PLoS ONE (Jan 2014)

Touchscreen-based cognitive tasks reveal age-related impairment in a primate aging model, the grey mouse lemur (Microcebus murinus).

  • Marine Joly,
  • Sandra Ammersdörfer,
  • Daniel Schmidtke,
  • Elke Zimmermann

DOI
https://doi.org/10.1371/journal.pone.0109393
Journal volume & issue
Vol. 9, no. 10
p. e109393

Abstract

Read online

Mouse lemurs are suggested to represent promising novel non-human primate models for aging research. However, standardized and cross-taxa cognitive testing methods are still lacking. Touchscreen-based testing procedures have proven high stimulus control and reliability in humans and rodents. The aim of this study was to adapt these procedures to mouse lemurs, thereby exploring the effect of age. We measured appetitive learning and cognitive flexibility of two age groups by applying pairwise visual discrimination (PD) and reversal learning (PDR) tasks. On average, mouse lemurs needed 24 days of training before starting with the PD task. Individual performances in PD and PDR tasks correlate significantly, suggesting that individual learning performance is unrelated to the respective task. Compared to the young, aged mouse lemurs showed impairments in both PD and PDR tasks.
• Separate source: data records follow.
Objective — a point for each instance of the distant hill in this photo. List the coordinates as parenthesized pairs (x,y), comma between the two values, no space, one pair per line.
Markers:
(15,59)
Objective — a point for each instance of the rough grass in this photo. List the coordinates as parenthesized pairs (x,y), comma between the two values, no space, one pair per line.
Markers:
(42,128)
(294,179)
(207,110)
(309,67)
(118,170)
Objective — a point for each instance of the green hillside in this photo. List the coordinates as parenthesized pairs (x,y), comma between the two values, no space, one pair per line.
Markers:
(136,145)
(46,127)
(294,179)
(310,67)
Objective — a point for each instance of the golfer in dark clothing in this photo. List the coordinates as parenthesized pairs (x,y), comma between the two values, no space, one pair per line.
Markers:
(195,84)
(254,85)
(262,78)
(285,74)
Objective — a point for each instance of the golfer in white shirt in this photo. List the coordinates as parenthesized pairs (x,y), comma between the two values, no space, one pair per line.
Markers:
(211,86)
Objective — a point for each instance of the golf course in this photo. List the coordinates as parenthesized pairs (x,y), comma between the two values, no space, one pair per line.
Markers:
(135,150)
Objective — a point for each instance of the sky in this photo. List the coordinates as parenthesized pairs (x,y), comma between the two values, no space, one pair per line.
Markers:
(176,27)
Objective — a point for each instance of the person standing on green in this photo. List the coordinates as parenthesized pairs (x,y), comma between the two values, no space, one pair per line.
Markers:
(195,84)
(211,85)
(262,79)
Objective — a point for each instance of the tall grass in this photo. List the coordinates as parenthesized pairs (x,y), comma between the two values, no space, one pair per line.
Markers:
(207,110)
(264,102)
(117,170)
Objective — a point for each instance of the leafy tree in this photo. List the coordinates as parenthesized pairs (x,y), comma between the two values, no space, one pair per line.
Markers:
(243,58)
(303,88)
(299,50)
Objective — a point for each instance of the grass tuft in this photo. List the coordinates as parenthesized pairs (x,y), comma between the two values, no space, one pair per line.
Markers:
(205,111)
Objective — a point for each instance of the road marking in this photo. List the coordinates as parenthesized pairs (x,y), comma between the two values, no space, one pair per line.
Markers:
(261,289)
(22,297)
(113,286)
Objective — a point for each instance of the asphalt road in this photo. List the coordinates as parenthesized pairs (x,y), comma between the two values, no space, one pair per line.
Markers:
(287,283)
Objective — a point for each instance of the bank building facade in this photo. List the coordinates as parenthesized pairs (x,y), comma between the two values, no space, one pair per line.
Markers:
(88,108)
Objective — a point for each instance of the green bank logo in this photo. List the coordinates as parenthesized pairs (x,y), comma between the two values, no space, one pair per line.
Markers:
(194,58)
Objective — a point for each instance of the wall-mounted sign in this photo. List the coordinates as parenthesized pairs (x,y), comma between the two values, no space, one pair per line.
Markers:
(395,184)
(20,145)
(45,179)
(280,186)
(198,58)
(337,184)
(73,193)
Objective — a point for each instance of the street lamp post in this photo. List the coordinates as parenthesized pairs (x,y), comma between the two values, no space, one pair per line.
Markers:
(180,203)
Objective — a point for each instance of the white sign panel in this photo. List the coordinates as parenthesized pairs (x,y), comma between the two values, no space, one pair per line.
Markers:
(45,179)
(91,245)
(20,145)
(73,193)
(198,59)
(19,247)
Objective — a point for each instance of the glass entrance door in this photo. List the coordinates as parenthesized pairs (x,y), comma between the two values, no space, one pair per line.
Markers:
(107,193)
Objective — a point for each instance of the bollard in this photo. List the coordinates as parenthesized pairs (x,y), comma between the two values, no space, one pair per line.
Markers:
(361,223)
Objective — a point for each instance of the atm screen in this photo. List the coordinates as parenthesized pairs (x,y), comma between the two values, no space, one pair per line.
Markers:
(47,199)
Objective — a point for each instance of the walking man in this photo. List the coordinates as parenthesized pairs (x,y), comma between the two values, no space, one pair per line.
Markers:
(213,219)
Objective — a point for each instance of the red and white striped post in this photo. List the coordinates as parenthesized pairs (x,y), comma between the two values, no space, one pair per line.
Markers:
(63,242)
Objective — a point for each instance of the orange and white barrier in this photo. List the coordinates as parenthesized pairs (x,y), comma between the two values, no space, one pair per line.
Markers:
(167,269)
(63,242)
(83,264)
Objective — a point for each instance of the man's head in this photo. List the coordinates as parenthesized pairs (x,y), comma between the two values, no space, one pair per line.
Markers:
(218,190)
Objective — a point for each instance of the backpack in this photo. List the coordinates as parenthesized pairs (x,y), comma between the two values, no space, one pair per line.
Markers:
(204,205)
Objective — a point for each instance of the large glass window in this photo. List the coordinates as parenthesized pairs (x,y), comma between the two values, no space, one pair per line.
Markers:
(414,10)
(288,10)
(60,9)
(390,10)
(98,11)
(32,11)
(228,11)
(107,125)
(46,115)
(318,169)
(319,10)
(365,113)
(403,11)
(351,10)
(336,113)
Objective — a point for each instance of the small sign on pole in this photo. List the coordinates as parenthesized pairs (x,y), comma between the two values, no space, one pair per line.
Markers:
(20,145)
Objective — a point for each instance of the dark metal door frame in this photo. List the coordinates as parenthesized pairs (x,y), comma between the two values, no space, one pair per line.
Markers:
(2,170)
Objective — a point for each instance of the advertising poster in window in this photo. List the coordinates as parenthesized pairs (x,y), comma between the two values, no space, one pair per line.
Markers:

They needed significantly more trials to reach the task criteria. A much higher inter-individual variation in old than in young adults was revealed. Furthermore, in the PDR task, we found a significantly higher perseverance in aged compared to young adults, indicating an age-related deficit in cognitive flexibility. This study presents the first touchscreen-based data on the cognitive skills and age-related dysfunction in mouse lemurs and provides a unique basis to study mechanisms of inter-individual variation. It furthermore opens exciting perspectives for comparative approaches in aging, personality, and evolutionary research.